A great result on circuit lower bounds

Ryan Williams is one of the top complexity theorists in the world, young or old. He has just released a draft of a result that moves us closer to understanding the mysteries of circuit complexity classes.

Today I want to give a short summary of what he has done, and how he did it. I think it is potentially the biggest, best, most brilliant—okay I really like his result.

The beauty of his result is that while the details are non-trivial it follows a schema that I believe could be used to solve other open problems. I think it could even solve ${\dots}$

The Result

Ryan proves the following result:

Theorem: The nondeterministic time class ${\mathsf{NTIME}(2^n)}$ does not have non-uniform ${\mathsf{ACC}}$ circuits of polynomial size.

Actually he proves several other related theorems.

Note, the theorem shows a non-uniform lower bound. That is a breakthrough. Proving circuit lower bounds that allow non-uniformity is extremely difficult. Somehow the power of allowing the circuit to vary with the input size is very difficult for us to understand. For example, we still do not know if polynomial time is contained in linear size circuits—see my earlier discussion on this.

The Proof Schema

If you want to understand what Ryan has done see his paper. It is well written and explains the details in a clear and careful manner. What I will try to do is give a 50,000 foot view of the proof.

${\bullet }$ Make an Assumption: Ryan assumes, by way of contradiction, that ${\mathsf{NEXP}}$ has polynomial size ${\mathsf{ACC}}$ circuits. Recall these are constant depth circuits that can have unbounded fan-in gates AND, OR, and any MOD gate for any ${m>1}$.

${\bullet }$ Use The Assumption: He then proves that if ${\mathsf{ACC}}$ circuit satisfiability can be solved faster than exhaustive search there is a contradiction. The contradiction is with the classic nondeterministic time hierarchy theorem. This part of the proof is based on his STOC 2010 paper, with an additional twist. He needs the assumption he made in order to prove the simulation step—that step cannot be proved unconditionally.

${\bullet }$ Break The Assumption: He then needs to show that the SAT problem restricted to ${\mathsf{ACC}}$ circuits can be done slightly better than ${2^n}$. But how do you beat the naive SAT algorithm for ${\mathsf{ACC}}$ circuits? Ryan shows that he can beat it by a clever application of a clever algorithm: a special case of matrix multiplication. He uses the following beautiful result of Don Coppersmith:

Lemma: The product of an ${N \times N^{.1}}$ matrix with an ${N^{.1} \times N}$ matrix can be done in ${O(N^2\log^2 N)}$ operations over any ring.

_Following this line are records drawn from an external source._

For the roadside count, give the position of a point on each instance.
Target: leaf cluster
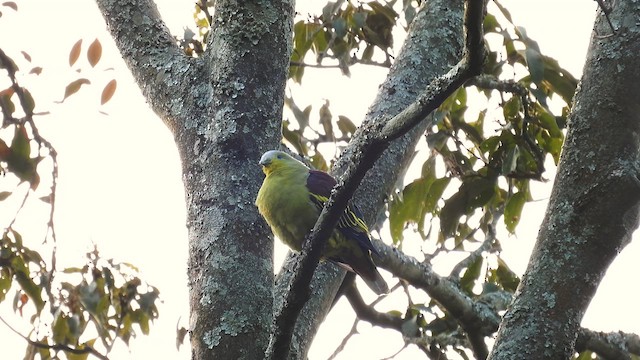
(98, 302)
(491, 139)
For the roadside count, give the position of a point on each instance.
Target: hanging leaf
(346, 126)
(12, 5)
(513, 210)
(74, 54)
(74, 86)
(94, 53)
(4, 195)
(108, 91)
(535, 64)
(25, 54)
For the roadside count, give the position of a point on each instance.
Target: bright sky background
(119, 178)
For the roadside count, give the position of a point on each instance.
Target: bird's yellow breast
(283, 200)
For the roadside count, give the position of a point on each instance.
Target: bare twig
(486, 81)
(86, 349)
(370, 147)
(606, 10)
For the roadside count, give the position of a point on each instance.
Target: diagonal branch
(369, 147)
(150, 52)
(479, 316)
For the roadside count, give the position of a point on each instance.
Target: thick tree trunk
(432, 47)
(224, 110)
(594, 204)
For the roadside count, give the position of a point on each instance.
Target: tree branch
(368, 313)
(369, 147)
(86, 349)
(151, 53)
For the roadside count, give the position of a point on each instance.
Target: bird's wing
(351, 223)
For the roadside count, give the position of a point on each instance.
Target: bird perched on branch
(291, 199)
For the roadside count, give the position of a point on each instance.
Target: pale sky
(120, 184)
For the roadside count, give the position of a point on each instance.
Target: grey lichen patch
(550, 299)
(212, 338)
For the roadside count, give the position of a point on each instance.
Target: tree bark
(593, 207)
(433, 45)
(224, 110)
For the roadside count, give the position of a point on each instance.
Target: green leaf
(5, 101)
(29, 104)
(108, 91)
(435, 193)
(453, 209)
(346, 126)
(513, 210)
(60, 328)
(30, 288)
(471, 274)
(535, 64)
(511, 160)
(340, 27)
(82, 356)
(506, 277)
(5, 282)
(94, 53)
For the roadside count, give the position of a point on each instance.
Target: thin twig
(369, 148)
(86, 349)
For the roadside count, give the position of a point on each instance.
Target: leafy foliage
(73, 309)
(491, 139)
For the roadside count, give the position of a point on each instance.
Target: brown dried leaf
(74, 54)
(74, 86)
(11, 4)
(108, 91)
(94, 53)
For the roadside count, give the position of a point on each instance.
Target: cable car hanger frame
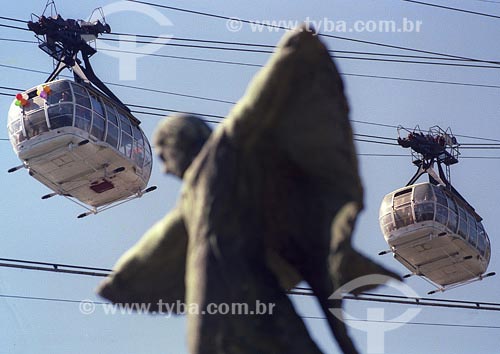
(431, 229)
(77, 137)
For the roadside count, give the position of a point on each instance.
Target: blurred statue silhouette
(269, 199)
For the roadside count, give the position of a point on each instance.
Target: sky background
(48, 230)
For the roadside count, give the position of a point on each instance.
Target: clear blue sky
(48, 231)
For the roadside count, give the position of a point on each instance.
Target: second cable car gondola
(430, 227)
(76, 138)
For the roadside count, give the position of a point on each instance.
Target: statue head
(178, 139)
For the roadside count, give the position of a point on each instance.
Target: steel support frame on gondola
(438, 147)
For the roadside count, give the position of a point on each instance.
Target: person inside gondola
(62, 114)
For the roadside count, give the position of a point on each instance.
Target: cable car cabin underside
(80, 144)
(69, 164)
(429, 250)
(435, 235)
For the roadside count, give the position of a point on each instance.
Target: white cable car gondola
(429, 227)
(81, 142)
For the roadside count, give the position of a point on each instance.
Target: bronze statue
(269, 199)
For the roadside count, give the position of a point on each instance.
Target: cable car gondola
(76, 138)
(430, 227)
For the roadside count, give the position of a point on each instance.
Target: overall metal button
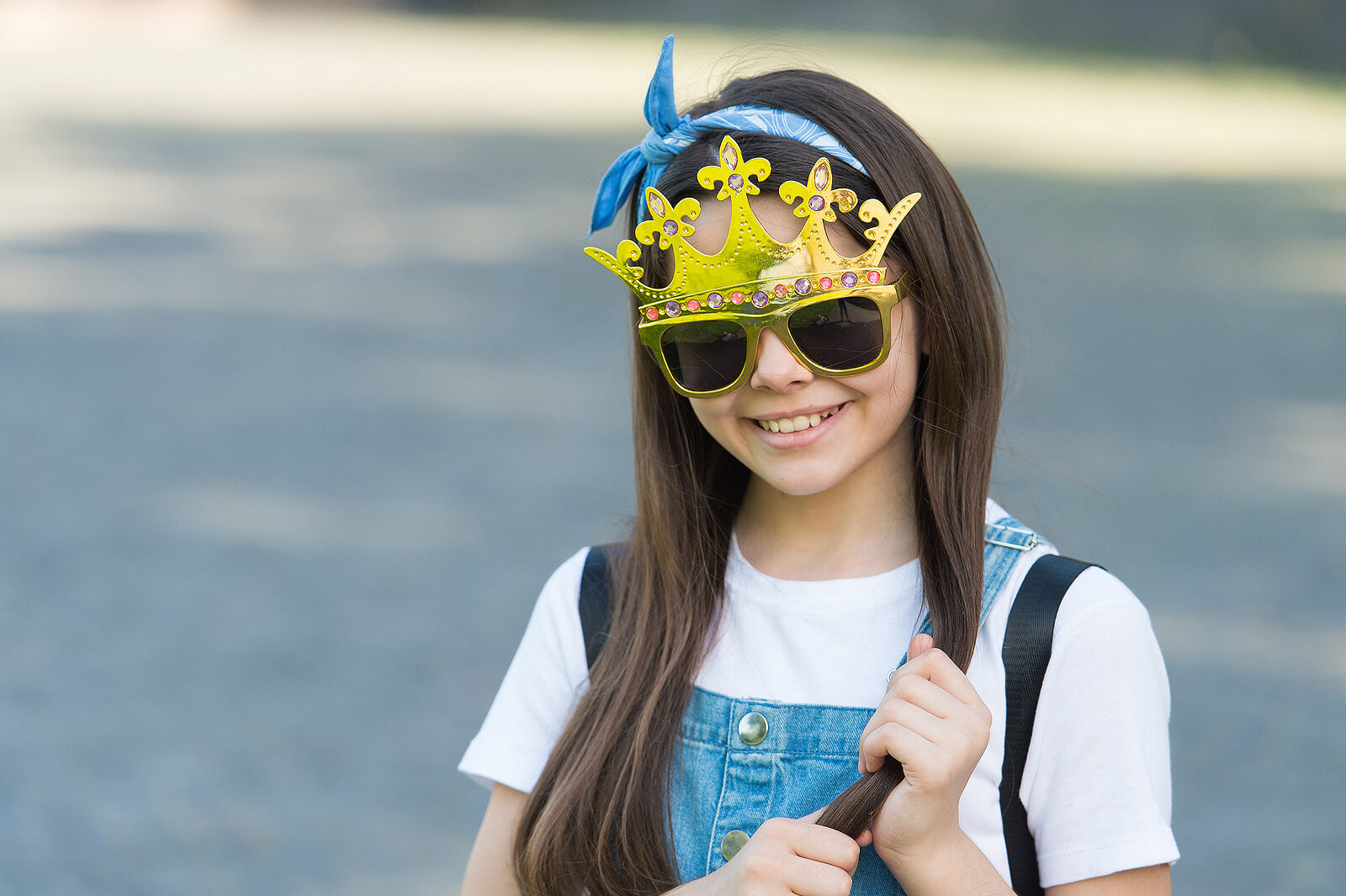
(753, 729)
(733, 842)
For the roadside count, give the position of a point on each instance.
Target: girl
(814, 420)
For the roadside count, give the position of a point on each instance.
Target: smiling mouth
(798, 424)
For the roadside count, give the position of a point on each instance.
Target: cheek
(717, 415)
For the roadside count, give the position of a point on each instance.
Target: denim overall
(746, 761)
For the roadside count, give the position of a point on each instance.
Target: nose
(777, 368)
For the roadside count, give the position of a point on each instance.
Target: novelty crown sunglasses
(839, 334)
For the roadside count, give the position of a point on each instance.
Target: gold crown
(753, 273)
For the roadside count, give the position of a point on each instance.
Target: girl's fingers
(805, 840)
(818, 879)
(899, 741)
(929, 712)
(935, 667)
(930, 697)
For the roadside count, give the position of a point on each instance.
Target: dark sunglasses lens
(704, 355)
(839, 334)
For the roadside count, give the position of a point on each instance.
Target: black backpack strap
(596, 597)
(1026, 651)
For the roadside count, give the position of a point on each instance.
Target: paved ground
(293, 429)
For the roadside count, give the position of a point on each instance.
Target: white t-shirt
(1096, 785)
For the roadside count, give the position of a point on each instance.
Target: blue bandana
(670, 135)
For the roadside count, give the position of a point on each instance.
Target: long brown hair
(598, 819)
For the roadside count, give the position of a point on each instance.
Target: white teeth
(794, 424)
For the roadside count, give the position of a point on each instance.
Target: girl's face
(831, 428)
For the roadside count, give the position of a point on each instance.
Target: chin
(801, 483)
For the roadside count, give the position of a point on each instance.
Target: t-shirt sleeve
(1097, 785)
(544, 680)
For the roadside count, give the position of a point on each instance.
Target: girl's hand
(785, 856)
(933, 721)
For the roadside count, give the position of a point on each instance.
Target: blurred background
(306, 388)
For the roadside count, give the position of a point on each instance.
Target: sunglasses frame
(777, 319)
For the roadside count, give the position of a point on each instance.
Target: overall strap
(1026, 651)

See his paper for the details. Wonderful.

Open Problems

Can Ryan’s results be improved? What happens if matrix product can be done faster? The last comment I will leave to Ryan:

“Improved exponential algorithms for satisfiability are the only barrier to further progress on circuit lower bounds for NEXP.”

27 Comments leave one →
1. November 8, 2010 2:53 pm

That’s great!! Congratulations, Ryan (partly for having your name on top of one of this blog’s post)!

November 8, 2010 6:41 pm

Hello,
Could you please link the paper, I can not find it.
Merci!

3. November 8, 2010 7:32 pm

Over on Scott Aaronson’s Shtetl Optimized weblog, Scott remarks: While Williams’s techniques have nothing to do with Mulmuley’s GCT program, they do fit in well with the Mulmuleyist “flip” philosophy of “proving lower bounds by proving upper bounds.”

Here Scott is expressing a point-of-view that is very congenial to engineers, and which we can further develop by embracing ideas from Ketan Mulmuley’s FOCS 2010 GCT tutorial (to which the Fortnow/GASARCH weblog provides an on-line link).

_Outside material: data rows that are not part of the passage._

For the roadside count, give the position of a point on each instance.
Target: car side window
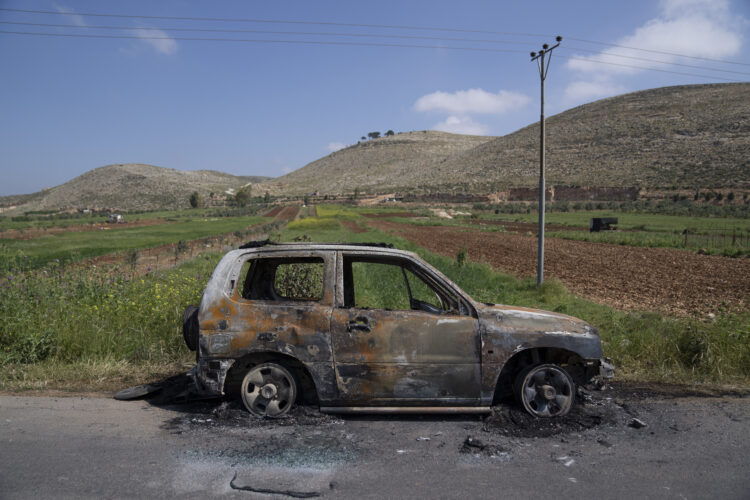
(422, 292)
(372, 283)
(280, 279)
(378, 285)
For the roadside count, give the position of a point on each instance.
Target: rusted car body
(437, 350)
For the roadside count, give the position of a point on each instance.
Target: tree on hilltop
(242, 197)
(196, 200)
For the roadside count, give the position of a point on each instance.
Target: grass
(89, 329)
(72, 246)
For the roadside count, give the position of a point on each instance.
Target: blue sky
(70, 104)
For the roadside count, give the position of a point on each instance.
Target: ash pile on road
(591, 410)
(231, 413)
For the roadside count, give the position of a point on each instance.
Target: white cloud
(698, 28)
(472, 101)
(461, 125)
(335, 146)
(72, 17)
(585, 91)
(159, 40)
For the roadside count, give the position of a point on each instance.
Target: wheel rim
(547, 392)
(268, 390)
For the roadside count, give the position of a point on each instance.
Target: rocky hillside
(690, 136)
(405, 159)
(128, 187)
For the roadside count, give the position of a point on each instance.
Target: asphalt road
(692, 447)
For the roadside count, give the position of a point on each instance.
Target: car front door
(398, 337)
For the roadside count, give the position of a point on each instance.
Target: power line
(357, 35)
(355, 44)
(360, 25)
(289, 42)
(658, 51)
(644, 68)
(658, 61)
(270, 32)
(269, 21)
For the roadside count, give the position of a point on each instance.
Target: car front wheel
(269, 390)
(545, 390)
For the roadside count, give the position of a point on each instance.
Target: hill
(128, 187)
(405, 159)
(689, 136)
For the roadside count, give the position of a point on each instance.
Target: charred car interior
(368, 328)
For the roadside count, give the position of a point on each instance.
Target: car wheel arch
(533, 356)
(307, 392)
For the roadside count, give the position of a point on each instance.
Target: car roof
(266, 247)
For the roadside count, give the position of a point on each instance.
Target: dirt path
(353, 226)
(36, 232)
(671, 281)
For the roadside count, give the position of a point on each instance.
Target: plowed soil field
(288, 213)
(671, 281)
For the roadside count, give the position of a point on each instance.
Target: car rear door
(391, 347)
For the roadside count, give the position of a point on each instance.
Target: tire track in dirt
(634, 278)
(36, 232)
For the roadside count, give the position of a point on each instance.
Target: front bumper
(606, 369)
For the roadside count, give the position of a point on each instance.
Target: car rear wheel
(269, 390)
(545, 390)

During the concluding summary of Ketan’s FOCS tutorial he asserts: “The P versus NP conjecture is not saying that the complexity class P is weak; in fact it is saying that the complexity class P is extremely strong … so to prove that P is not equal to NP, you have to actually show that P is big, not small; this is very paradoxical. … The problem is, we don’t know what P is; this is really the main problem in complexity theory at this point. We have no clue. We have a great definition of the complexity class P, but we have no clue what P is. … What GCT theory is saying is “Now begins the real complexity theory of the hard kind.” … We really have to understand what the complexity class P is [and] this problem has turned out to be far grander than we expected.”

Expressed in a mixture of Scott’s and Ketan’s language, what Ryan Williams’ article does (AFAICT) is to expand the domain of classes lower in the complexity hierarchy in order to prove separations among classes higher in that hierarchy.

From an engineering point of view, this paradoxical “flipped” strategy is wonderfully attractive, because for engineers the expansion of lower-level complexity classes (like P) is itself a high-ranking utilitarian good. Indeed, if we are willing to embrace a strictly utilitarian point-of-view, then a pragmatic argument can be made that “the whole point” of studying separation problems is to sustain and accelerate the expansion of P.

Thus, a really beautiful aspect of Ryan Williams’ proof technology (IMHO) is the inspiration and pure enjoyment that its methods are providing across the broad spectrum of STEM researchers, ranging from pragmatic engineers to the purest ivory-tower TCS theorem-provers.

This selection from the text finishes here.